Minio turns to the left and the right, his same unconvinced smirk glued to his face. He faces Pugh, leaning in close with the mic, and with a deliberate and controlled tone, he asks a question.

Bobby Minio: You’ll do what?

Pugh smiles.

Pugh: I’m going to tear your arm off at the shoulder and fist you with it. All the way up the the bloody former shoulder… and when your bottom is suitably agape, I’m going to jam my foot so far up it your spinal column will fire out of your skull like a fucking bottle rocket.

The OCW censors freak out as they desperately try to bleep the heinous sexual act. Minio’s face drops to a blank stare as he tries his best to no sell Pugh’s vulgar verbal offense.

Bobby Minio: Now you’re gonna threaten me with a good time? No no no, Pugh. That’s not what you promised to do initially. What about the part you promised to do when you were detailing out your daydream fantasy about us being a couple of hetero life partners well into the future? What were you gonna do every day?

Pugh: I mean… I could go over it again, but what's the point? We’ve already wasted enough of these people’s time - they came to see a fight Bobby. Are you going to give them a fight?

Bobby Minio: Just say it one more time for the fans in the cheap seats… ONCE MORE WITH FEELING!

Pugh: … I’m going to laugh in your greasy fac-

Bobby Minio: WE HEARD YOU!

Pugh looks puzzled.

Pugh: Catchphrases huh? I’m so happy you learned to promo in 2002. Mrs Minio’s baby boy has got somethin to tell you BROTHER… and thats the bottom line huh? Do you smell… What the fuck am I doing?

Pugh slaps Minio across the chops, which he immediately no sells. Undeterred, Minio slaps Pugh straight across the face too, slightly busting Kid Ego’s nose.
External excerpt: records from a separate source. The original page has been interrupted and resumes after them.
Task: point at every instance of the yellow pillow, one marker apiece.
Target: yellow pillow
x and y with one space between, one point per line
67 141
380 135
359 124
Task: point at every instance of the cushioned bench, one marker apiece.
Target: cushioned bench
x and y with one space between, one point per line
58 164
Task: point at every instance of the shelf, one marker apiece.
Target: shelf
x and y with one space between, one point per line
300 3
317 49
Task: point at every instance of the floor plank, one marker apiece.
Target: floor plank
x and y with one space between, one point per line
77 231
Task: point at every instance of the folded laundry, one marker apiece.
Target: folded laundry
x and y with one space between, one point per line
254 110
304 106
Pugh refuses to show the pain however, merely looking Minio in the eye.

Bobby Minio: You know, traditional ways… they obviously ain’t gonna cut it. At Summercide, we do it no holds barred.

Pugh: Oh that would be my pleasure.

Bobby Minio: Then it’s settled. I’ll see you at Summercide, and when the match is over, I’ll see you OFF, for good.
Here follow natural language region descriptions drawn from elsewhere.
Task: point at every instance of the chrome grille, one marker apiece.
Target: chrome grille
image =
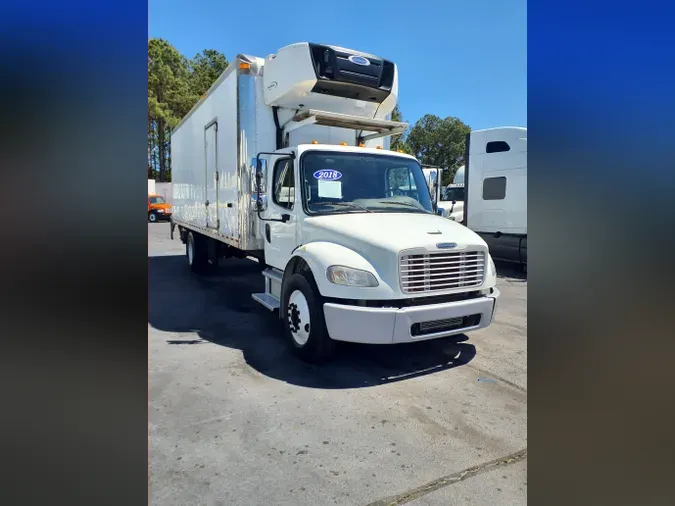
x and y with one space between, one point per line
425 272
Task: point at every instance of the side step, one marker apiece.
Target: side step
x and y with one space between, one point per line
270 299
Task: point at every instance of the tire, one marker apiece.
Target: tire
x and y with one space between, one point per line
304 322
196 253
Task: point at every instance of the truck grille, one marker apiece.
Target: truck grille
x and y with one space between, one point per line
426 272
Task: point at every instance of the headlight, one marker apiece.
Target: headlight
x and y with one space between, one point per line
341 275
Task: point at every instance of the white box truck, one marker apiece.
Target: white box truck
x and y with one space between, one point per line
285 159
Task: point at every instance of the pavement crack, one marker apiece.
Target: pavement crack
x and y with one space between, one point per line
450 479
510 383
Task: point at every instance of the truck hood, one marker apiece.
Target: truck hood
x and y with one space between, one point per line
392 232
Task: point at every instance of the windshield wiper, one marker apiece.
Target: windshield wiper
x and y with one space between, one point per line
349 204
407 204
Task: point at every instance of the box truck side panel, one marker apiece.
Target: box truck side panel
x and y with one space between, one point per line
224 100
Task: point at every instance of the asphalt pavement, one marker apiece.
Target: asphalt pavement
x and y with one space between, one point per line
235 419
Minio’s eyes narrow as he stares directly into Pugh’s eyes. Pugh stares back unblinking, unfazed by Minio’s puffing of the chest. Without breaking eye contact, Minio lifts the mic to his face.

Bobby Minio: Mic drop.

Minio’s hand snaps open and the microphone begins it’s free fall. Before it drops to belly level, Pugh’s free hand snatches it out of mid air. Minio takes a step back, looking somewhat stunned as Pugh raises both mics up to his mouth. He speaks through the ear piercing feedback with his voice echoing over the speakers.

Pugh: NO.

He turns his back on Minio, sliding out of the ring with both mics in his hands, held at his sides like dumbbells. Pugh’s music roars over the PA system as Minio leans on the ropes watching his former mentor and friend turned bitter enemy leave up the ramp.